Сбои случались, когда она начинала чувствовать что-то откровенно безжалостное, способное ввергнуть человека в тягучую непролазную тоску. Тогда она могла пойти к соседке и крепко выпить с ней, так что еле дошлепывала домой, а потом день болела, не поднималась. И Бессонов сам делал все необходимое по хозяйству, чтобы утки и куры не передохли с голоду, а молоко у коровы не перегорело. Он словно по обоюдному согласию прощал ей слабости, как и она прощала ему, и то, что с годами родилось в нем к жене, он сам называл терпеливой привязанностью. Но его чувства к ней все-таки могли иметь множество оттенков — от мгновенной всепоглощающей ностальгической нежности до ехидного раздражения или ожесточения: он что-то терпеть в ней не мог, но что-то оправдывал-прощал. Потешался над ней за любовь к деньгам, но иногда, наоборот, потворствовал этому ее твердому чувству. О себе-то он твердил, что свою жизнь никогда не ставил в зависимость от денежного потока, в котором барахтались и тонули многие ополоумевшие люди, — он, и правда, испытывал к денежным бумажкам искреннее презрение, полагая, что любовь к ним простительна тупой базарной торгашке, но никак не мужчине. И сам же удивлялся, находя в себе рядом с презрением удовлетворение, когда в стыдливом уме машинально перекладывал пойманную рыбу или напотрошенную по-браконьерски икру на предстоящие барыши, — он, будто воришку, подлавливал свой разум за такими подсчетами. После каждой путины Бессонов неизменно проделывал одну и ту же издевательскую штуку в разных вариантах, в которой опять же умещались и презрение к деньгам, и удовлетворение тем, что они все-таки есть. Сняв со сберкнижки часть полученных денег, он шел домой и во дворе, вскрыв пачки и смяв банкноты, набивал ими два помойных ведра. В дом он заходил, открыв дверь пинком.
— А этого тебе не надо? — с веселой грубостью изрекал он и вываливал деньги посреди кухни.

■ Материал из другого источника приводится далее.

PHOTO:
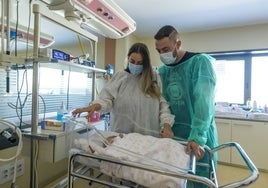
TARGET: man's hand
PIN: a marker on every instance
(166, 131)
(198, 150)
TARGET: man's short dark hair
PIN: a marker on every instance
(166, 31)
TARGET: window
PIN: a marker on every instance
(259, 89)
(55, 86)
(241, 76)
(230, 81)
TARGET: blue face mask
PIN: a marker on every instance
(135, 69)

Супруга притворно ругалась:
— Что ж ты делаешь!.. — А потом, довольно урча, шевеля зачарованными губами, полчаса ползала по полу, собирая, разглаживая и укладывая бумажки в ровные стопочки.

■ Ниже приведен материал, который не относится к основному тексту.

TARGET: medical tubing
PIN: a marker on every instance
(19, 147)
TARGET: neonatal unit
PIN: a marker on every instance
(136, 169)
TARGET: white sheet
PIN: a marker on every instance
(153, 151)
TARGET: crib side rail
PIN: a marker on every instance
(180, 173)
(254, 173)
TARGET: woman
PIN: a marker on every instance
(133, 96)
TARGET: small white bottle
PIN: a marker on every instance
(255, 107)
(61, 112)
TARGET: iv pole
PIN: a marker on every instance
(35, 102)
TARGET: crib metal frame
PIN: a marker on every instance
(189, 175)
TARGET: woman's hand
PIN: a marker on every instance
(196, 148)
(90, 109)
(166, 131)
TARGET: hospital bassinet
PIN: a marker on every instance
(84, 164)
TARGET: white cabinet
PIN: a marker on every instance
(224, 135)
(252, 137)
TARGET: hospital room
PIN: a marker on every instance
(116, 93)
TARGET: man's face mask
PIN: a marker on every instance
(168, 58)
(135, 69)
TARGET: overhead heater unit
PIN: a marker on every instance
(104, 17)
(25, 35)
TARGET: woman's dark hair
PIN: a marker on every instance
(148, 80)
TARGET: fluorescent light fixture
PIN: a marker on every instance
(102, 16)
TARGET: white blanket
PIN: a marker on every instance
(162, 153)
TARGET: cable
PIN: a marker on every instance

Это был замкнутый круг его вращения, его Вселенной, его судьбы-маятника. Такая двойственность сгодилась ему позже, в те времена, когда накопленные состояния островитян стремительно погружались в болото экономического хаоса. Бессонов затоптал в себе бухгалтерские проростки и оставил в утешение только взлелеянное высокомерное самомнение, что жизнь его была измерена количеством проделанного труда, — всем другим меркам пришлось отказать. Однажды он специально занимался полчаса подсчетами на листке из тетради дочери и пришел к выводу, что собственноручно добытой им рыбы только на официальных тонях хватило бы на пропитание в течение года городу с населением в тридцать тысяч человек. Это был его личный триумф. После этого Бессонов с невольным, плохо скрываемым злорадством стал наблюдать, как вокруг разоряются растерянные люди, как его собственная осунувшаяся жена приходит в отчаяние и медленно седеет — почему-то от затылка к вискам, — золотисто-белесые кудри ее делались прямыми, ломкими и прозрачными, сквозь волосы широко просвечивала сероватая кожица головы.

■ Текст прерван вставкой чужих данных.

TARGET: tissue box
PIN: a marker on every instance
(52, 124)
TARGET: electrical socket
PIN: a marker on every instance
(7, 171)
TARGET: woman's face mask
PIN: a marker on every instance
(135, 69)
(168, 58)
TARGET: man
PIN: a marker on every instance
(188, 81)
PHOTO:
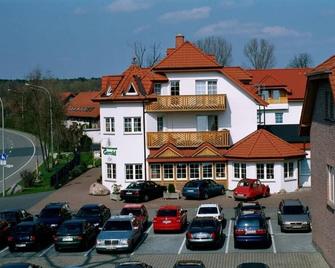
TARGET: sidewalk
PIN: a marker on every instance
(76, 193)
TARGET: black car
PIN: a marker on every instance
(96, 214)
(75, 234)
(20, 265)
(29, 235)
(54, 214)
(142, 191)
(251, 229)
(133, 264)
(15, 216)
(204, 231)
(189, 264)
(246, 207)
(202, 189)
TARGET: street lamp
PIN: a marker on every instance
(45, 90)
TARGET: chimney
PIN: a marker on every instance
(179, 40)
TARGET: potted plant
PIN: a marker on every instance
(171, 192)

В те годы курильчане, огруженные толстокнижными сбережениями, пришли в оцепенение — оцепенели лица, души, мысли. Островной народ ждал, что государственная шутка с превращением финансов в бумагу вот-вот кончится, продолжится восхождение к денежному олимпу. Когда же люди опомнились, их накопления, все, ради чего многие из них и жили, усочились в некий песок. Тогда уже Бессонов мог вполуха подслушать рыдающие, ахающие сетования баб или мужиков, а потом повернуться к ним и сказать:
— Что, пришел ваш час?
Однажды он поступил совсем грубо. Рыдала женщина лет пятидесяти пяти по фамилии Перемогина. Свихнулась и рыдала день и ночь, забывалась на какое-то время и опять бесцельно бродила по поселку, ничего не видя перед собой, растрепанная, седая, опустив длинные изработавшиеся руки на подол темной юбки, рыдала. Муж ее, вялый, сосредоточенный на своих думах Перемогин, измучился — искал ее, отводил домой, а при случае и сам квасился перед первым встречным:
— Двести восемьдесят тысяч — коту под хвост. Двести восемьдесят тысяч… Тридцать пять лет работали…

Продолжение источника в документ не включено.